An der V10 hatte ich schon gar nicht mehr angehalten und lief einfach durch, um das Ziel noch irgendwie unter 42 Stunden erreichen zu können. Auch wenn es noch so unmöglich erschien, wurde mein Körper auf den letzten Kilometern mit einem Energieschub erfüllt, der uns die drei allerletzten, flachen Kilometer förmlich fliegen ließ. “Last KM” stand plötzlich auf dem Schild und ich konnte meinen Augen kaum trauen. Ab dann lief alles wie in einem Film vor meinen Augen ab. Schmerzen? Nicht vorhanden. Zumindest temporär nicht spürbar.

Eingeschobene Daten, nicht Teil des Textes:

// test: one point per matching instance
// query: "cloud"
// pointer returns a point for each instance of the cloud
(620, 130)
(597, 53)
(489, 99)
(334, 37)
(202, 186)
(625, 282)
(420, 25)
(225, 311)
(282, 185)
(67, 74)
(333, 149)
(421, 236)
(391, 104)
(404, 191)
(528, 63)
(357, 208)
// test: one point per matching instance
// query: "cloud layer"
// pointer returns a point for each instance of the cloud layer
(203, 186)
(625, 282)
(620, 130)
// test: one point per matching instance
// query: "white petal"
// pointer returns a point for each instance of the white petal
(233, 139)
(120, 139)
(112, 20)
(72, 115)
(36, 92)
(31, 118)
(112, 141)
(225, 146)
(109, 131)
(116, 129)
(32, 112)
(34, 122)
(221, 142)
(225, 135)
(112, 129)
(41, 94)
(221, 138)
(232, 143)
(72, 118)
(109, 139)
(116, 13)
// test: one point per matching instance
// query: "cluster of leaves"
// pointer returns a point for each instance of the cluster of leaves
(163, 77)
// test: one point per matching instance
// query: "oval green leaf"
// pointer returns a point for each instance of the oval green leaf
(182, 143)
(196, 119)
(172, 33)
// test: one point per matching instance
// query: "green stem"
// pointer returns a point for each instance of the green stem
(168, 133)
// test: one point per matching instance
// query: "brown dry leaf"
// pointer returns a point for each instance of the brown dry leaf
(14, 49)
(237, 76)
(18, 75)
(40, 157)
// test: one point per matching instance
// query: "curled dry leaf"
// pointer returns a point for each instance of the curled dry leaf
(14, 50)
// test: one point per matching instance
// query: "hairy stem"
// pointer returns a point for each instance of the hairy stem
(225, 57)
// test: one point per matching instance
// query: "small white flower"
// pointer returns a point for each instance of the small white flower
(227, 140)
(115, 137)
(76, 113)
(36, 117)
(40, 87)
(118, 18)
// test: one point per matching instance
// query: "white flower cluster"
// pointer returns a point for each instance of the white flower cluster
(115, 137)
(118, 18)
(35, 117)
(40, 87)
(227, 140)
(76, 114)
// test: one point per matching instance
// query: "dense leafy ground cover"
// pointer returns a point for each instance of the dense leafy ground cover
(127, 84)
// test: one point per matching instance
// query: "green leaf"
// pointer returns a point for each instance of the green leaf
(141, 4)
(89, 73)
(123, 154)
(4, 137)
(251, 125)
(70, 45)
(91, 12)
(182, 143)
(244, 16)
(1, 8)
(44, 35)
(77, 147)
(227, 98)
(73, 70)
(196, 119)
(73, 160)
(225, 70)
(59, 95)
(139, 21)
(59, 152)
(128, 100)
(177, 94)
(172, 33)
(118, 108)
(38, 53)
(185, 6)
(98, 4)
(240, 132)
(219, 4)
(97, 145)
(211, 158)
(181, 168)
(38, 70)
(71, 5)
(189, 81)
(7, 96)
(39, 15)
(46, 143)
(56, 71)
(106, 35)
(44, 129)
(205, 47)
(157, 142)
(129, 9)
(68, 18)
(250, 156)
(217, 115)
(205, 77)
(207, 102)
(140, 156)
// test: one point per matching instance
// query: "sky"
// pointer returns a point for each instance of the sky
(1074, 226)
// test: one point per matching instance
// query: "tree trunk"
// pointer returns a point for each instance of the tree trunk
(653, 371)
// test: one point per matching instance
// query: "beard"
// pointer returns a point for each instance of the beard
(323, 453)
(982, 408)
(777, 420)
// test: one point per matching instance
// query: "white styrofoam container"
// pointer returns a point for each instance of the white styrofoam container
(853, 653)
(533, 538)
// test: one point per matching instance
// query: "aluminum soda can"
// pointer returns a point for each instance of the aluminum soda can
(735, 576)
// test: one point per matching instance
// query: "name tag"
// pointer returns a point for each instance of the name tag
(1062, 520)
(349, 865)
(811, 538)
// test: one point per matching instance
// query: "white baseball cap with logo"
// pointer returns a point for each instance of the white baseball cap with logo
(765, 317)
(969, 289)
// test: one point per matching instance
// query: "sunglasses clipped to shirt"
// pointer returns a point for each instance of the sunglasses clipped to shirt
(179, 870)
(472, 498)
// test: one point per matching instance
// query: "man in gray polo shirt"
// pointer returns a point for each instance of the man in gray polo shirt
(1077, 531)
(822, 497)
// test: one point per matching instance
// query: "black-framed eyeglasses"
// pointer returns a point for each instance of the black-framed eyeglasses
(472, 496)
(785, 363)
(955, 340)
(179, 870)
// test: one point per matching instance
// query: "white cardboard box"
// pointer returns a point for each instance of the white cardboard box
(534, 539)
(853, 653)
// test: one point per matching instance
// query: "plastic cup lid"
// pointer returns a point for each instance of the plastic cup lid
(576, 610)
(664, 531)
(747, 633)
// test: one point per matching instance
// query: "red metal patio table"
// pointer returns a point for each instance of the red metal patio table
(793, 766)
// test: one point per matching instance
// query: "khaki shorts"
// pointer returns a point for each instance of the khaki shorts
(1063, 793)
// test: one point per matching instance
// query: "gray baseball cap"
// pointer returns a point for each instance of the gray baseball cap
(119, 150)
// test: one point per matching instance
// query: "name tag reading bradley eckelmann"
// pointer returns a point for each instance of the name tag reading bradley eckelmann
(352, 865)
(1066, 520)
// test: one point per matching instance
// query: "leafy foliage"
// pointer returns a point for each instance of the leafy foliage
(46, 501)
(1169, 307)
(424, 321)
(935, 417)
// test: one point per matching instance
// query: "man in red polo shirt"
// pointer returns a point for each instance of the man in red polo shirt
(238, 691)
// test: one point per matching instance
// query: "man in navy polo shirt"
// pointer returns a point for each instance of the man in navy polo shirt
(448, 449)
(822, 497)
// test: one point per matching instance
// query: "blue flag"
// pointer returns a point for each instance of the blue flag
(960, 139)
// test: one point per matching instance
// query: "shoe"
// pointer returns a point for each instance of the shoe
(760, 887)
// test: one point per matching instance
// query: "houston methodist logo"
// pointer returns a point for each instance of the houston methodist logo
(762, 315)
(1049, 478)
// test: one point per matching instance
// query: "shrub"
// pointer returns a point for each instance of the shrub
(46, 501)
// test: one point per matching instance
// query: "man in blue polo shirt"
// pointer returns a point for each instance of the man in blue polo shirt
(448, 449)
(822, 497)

Und dann kam die letzte Kurve und nach 41 Stunden und 31 Minuten,
168 km und 8700 Höhenmetern überquerten wir überglücklich das Ziel in Garmisch unter tosendem Applaus.
Was zwischenzeitlich als unerreichbar erschien wurde nun endlich Wirklichkeit. Und ich habe mich bereits im Vorfeld gefragt, ob mich dieses Ereignis zu einem anderen Läufer macht, ob ich in eine “andere Liga” aufsteige oder gar die ganz langen Kanten zukünftig meiden werde? Nichts davon ist eingetreten. Aber für mich hat sich ganz klar bestätigt: Der Körper kann viel. Der Kopf kann mehr. Und wenn beide zusammenhalten, ist fast alles möglich.
Und auch, dass man bei einem 100 Meilen Rennen nach den ersten 100 km noch mindestens 150 mehr laufen muss – zumindest fühlt es sich so an.